A Young Game Studio’s Journey for Identity and to Medium
We’re a game design studio. We’re based in South Dakota. We love designing educational games for kids, developing those games, talking with others who are developing games, and playing games — as many games, as frequently as possible. We’ve designed games for Panasonic, South Dakota State University, and the National Science Foundation. We’ve developed high school video game and mobile app design courses for STEM Fuse and we’ve run summer camps on game design for elementary school kids. For a two-year old company, I consider this to be successful; however, until recently, we did not yet know who we were as a company or on what we wanted to focus.
Buzz Whizz Bees
The entire first year of our lives as a company was spent designing and developing a prototype of a game that allowed kids to play as different types of bees while exploring the world. The game was called Buzz Whizz Bees. You can see our cancelled Kickstarter campaign and check out some game play footage below.
With Buzz Whizz Bees, we had focus. We were passionate about teaching kids the importance of bees, we wanted them to leave the game understanding more about how bees function, and we wanted them to teach others. We spent 8 months building a functioning prototype. We spent 3 months preparing for a Kickstarter campaign. We launched our Kickstarter campaign in October of 2014 and we cancelled it two weeks after it began. We knew that it wasn’t going to be successful. We also had a new adventure come our way.

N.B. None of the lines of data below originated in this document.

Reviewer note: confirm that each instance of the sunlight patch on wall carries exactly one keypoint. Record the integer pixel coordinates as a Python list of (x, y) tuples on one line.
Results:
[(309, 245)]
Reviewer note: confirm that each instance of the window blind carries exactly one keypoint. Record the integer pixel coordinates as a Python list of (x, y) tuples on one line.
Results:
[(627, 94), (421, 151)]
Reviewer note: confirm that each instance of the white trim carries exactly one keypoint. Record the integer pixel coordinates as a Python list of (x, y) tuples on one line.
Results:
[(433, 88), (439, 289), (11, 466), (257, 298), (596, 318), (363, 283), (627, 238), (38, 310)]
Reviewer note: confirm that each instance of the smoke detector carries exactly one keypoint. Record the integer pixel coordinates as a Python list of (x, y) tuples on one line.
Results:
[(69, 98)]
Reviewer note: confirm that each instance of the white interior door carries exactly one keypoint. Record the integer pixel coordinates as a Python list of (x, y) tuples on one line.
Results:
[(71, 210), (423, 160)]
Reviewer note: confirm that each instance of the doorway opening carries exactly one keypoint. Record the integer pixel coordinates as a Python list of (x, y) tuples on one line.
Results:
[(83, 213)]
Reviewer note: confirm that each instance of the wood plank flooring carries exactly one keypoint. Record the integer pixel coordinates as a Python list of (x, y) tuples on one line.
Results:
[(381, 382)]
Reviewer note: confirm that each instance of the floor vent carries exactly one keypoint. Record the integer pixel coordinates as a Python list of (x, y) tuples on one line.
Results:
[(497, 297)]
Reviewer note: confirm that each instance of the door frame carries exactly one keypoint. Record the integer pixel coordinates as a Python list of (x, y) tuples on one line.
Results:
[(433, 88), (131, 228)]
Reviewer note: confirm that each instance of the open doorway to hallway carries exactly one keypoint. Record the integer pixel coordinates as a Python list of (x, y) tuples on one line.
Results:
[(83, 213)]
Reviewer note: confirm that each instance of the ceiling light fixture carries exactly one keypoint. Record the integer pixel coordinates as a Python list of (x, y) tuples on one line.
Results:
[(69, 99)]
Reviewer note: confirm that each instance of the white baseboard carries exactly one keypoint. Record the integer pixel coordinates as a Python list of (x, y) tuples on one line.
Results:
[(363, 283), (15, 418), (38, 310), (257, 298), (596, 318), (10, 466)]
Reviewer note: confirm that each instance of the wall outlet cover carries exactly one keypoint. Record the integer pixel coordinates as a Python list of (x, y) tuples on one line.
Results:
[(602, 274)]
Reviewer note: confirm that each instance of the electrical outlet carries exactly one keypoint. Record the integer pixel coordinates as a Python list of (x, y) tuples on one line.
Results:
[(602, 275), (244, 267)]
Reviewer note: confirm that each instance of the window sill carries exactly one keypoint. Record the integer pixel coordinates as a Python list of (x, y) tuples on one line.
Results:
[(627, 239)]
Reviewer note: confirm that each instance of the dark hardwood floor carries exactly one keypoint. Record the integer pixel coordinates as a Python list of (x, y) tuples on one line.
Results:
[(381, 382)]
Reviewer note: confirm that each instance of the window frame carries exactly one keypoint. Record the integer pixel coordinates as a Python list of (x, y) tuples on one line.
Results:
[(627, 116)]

Our First Client — Panasonic
Panasonic approached us in August of 2014 with a request to learn about what we do and to find out if we would be interested in joining a project with them. After a month long series of conversations and getting to know each other, we signed a contract in September of 2014 to build games for what is now known as HomeTeam. Their HomeTeam platform allows remote family members to be closer together through playing games, reading books, and having meaningful conversations through video chat. It was in-line with our focus as a company — providing meaningful ways for kids to relate to the adults surrounding them.
To this day, we are continuing our work with Panasonic. They’ve been a wonderful partner and have provided us with opportunities that we would not have had otherwise. We believe in their platform and look forward to many more years of developing engaging, educational, multi-player games with them.
With our success on the HomeTeam project, we jumped into finding more clients that were interested in having games developed for their projects. Initially, this was a good move. It allowed us to learn new skills, develop some interesting educational games, and bring more recognition to our team. After a little over a year of building games for others, I realized that we had lost our focus of developing engaging games for kids that taught them topics related to science, mathematics, and history. This lack of focus not only led us to no longer developing our own games, but bled into the new ideas that we had for games we wanted to develop when we had time. We were no longer focused on building games that allowed kids to teach others. We had lost our way.
Finding our Center
Over the past month, we’ve been focused on re-learning who we are as a company and what we want to achieve. We are no longer working on games for others — with the exception of partnering with Panasonic. We are focused on the release of four new projects this year: Captain Fluffy’s Fixit Fever, Imaginauts: Discover Egypt, Naomi’s Neighborhood, and an insect simulator. These new projects are focused on allowing kids to explore topics related to science, history, and emotional development. We’re also working on launching a series of courses in our home town focused on teaching kids game development, animation, robotics, and programming.
We are now re-focused on our original goal of being a game development company that provides engaging digital and physical ways for kids to experience learning and the world around them. We want kids to leave our games and our courses feeling empowered to teach others what they’ve learned.